Título: Às 18h30, despedida na tribuna
Autor: Lisandra Paraguassú
Fonte: O Estado de São Paulo, 21/09/2005, Nacional, p. A7

Eleito numa sessão que avançou pela madrugada de 15 de fevereiro passado, o rei do baixo clero, Severino Cavalcanti (PP-PE), escolheu o fim de tarde de hoje para anunciar sua renúncia à presidência da Câmara e ao mandato parlamentar. Se cumprir o combinado com assessores e com o Palácio do Planalto, fará um discurso na tribuna às 18h30. Dirá que é vítima de preconceito e de uma conspiração de setores da oposição. Mas fatos concretos abreviaram seu mandato e desencadearam a sucessão.

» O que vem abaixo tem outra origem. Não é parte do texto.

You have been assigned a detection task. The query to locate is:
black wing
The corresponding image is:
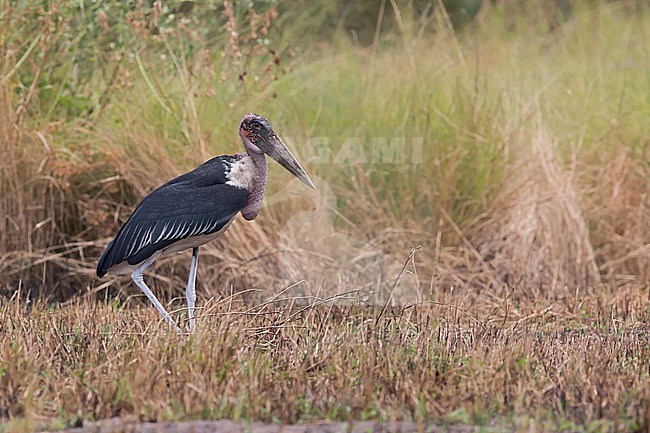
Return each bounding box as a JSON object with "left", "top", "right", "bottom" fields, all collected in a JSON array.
[{"left": 97, "top": 156, "right": 248, "bottom": 277}]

Cercado de personagens envolvidos no esquema do mensalão, Severino capitaneou a tentativa de um acordão para livar da cassação os deputados que receberam dinheiro direta ou indiretamente das empresas do publicitário Marcos Valério Fernandes de Souza. O protagonismo de Severino revoltou a oposição a ponto do deputado Fernando Gabeira (PV-RJ) dizer, em plenário, que ele era indigno do cargo.

Depois, abatido por denúncias de que recebera propinas do empresário Sebastião Buani, que explorava um restaurante na Casa, Severino percorreu em tempo recorde as etapas do desgaste político fatal.

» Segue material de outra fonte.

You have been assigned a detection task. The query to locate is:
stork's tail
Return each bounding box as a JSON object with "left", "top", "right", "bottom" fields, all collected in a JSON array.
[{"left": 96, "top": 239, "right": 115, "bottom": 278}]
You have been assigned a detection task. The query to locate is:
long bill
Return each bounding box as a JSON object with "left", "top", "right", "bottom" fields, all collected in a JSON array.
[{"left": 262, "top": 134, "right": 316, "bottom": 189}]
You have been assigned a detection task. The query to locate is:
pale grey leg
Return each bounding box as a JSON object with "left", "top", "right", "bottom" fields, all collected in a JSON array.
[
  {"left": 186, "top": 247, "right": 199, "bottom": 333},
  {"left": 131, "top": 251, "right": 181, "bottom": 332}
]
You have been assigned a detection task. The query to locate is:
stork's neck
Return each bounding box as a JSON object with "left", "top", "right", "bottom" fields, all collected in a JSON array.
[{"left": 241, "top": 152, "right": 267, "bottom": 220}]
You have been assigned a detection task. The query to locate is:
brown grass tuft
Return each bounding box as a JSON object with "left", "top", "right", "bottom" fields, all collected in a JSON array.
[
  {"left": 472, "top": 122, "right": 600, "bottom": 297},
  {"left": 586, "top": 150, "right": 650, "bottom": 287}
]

Primeiro, negou tudo. Disse ser "mentira, mentira, mentira" as acusações de que recebera de Buani mensalinho para prorrogar ilegalmente o prazo de exploração do estabelecimento.

Confrontado com o aparecimento das provas, um extrato bancário e um cheque no valor de R$ 7.500 descontado por uma secretária do gabinete da presidência da Câmara, Severino disse que os valores eram empréstimos para a campanha a deputado federal de um filho seu falecido. Extratos da prestação de contas de Severino Filho, porém, desmontaram a versão.

Na tarde de ontem, Severino viveu, provavelmente, seu último dia como presidente da Câmara. Passou os olhos em anotações preparadas para o discurso e recebeu aliados na residência ofcicial, na Península dos Ministros. Os deputados Simão Sessim (PP-RJ), Pedro Corrêa (PP-PE) e Eduardo Gomes (PSDB-TO) estiveram na sua casa. "O achei bastante sereno e aliviado", disse Sessim. "Ele recebeu muitos apelos para que permanecesse no cargo, mas ele não quis correr o risco porque quer ser candidato no próximo ano", afirmou Corrêa.

A decisão de Severino trouxe alívio também para a família. A mulher do presidente da Câmara, dona Amélia, e a filha Ana, deputada estadual, defendiam desde o início que Severino renunciasse. Ontem, dona Amélia chegou a chorar na frente de parlamentares ao dizer que estavam destruindo a reputação de seu marido e a renúncia seria a melhor coisa.

Antes de renunciar, Severino negociou os termos de sua saída com o Planalto. Em encontro com Lula, na tarde de segunda-feira, o presidente da Câmara consegiu manter empregado seu filho José Maurício no ministério da Agricultura, e Márcio Fortes como ministro de Cidades.

Depois do combinado, o alívio. Severino mostrou-se sorridente e chegou a acenar para os fotógrafos que há dias sitiavam a casa.